May 10, 2008
On 10/05/2008, Yigal Chripun <yigal100@gmail.com> wrote:
>  suppose the bit layout of a is illegal utf-32 encoding. would you prefer
>  D allowed storing such an illegal value in a dchar?

I have to say yes.

It's a question of levels. Higher level code should never store invalid UTF-32 in dchars nor dstrings. But lower level code must be able to work with them.

For example, I wrote std.encoding. It has a function
isValidCodePoint() which takes a dchar and tells you whether or not it
contains a valid value. It also has a function, sanitize(), which
takes possibly invalid UTF as input, and emits guaranteed valid UTF as
output. It has a function, safeDecode(), which takes possibly invalid
UTF as input, removes the first UTF sequence, regardless of whether
valid or malformed, and returns either the decoded character or the
constant INVALID_SEQUENCE, which is (cast(dchar)(-1)).

The lowest level code has to be allowed, not merely /close/ to the metal, but to actually turn the nuts and bolts. That's what it means to be a systems programming language, and without that ability, no low level code could ever be written, without resorting to assembler.

So yes,

    int n = anything;
    dchar c = cast!(dchar)n;

must always succeed.

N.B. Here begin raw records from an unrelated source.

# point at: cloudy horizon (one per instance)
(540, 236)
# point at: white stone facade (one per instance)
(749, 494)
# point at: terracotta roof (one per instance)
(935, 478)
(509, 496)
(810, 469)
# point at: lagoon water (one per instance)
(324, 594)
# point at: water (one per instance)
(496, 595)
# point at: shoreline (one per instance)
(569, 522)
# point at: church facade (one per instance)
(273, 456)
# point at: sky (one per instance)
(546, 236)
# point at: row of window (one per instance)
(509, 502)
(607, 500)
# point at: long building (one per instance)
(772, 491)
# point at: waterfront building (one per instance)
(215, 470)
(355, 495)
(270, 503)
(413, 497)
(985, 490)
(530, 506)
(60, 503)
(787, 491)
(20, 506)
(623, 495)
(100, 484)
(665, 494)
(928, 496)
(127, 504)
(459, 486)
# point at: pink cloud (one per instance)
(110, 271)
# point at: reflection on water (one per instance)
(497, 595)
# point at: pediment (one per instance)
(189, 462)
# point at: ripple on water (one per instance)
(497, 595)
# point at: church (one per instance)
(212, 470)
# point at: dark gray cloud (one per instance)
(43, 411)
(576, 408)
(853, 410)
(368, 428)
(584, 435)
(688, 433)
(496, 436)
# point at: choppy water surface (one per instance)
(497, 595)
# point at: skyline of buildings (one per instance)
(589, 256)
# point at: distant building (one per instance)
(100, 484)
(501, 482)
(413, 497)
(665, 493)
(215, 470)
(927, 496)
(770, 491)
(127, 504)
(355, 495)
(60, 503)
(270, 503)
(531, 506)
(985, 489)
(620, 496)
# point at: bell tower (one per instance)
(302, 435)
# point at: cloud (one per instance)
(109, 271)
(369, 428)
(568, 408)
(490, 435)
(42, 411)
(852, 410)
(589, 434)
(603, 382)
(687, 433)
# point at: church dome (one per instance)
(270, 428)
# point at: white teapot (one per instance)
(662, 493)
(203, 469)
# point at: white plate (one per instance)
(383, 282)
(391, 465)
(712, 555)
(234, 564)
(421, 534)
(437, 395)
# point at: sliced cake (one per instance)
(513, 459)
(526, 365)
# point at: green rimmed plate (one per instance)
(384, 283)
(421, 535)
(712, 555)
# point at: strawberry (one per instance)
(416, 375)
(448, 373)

The exclamation mark means "I know what I'm doing", which is exactly why it should be used with caution.


>  IMO, a strongly typed language (like D) must enforce at all times that
>  its variables are valid. I do not want D to allow storing illegal values
>  like that. that must be an error.

Consider this:

    string s = "\u20AC"; /* s contains exactly one Unicode character */
    string t = s[1..2];

Do you want to ban slicing?

Do you want slicing always to invoke a call to std.encoding.isValid(), just to make sure the slice is valid? If so, you must see that std.encoding itself needs to be allowed to do low-level stuff.

Higher level code is ultimately written in terms of lower level code, so you can't ban the lower level code.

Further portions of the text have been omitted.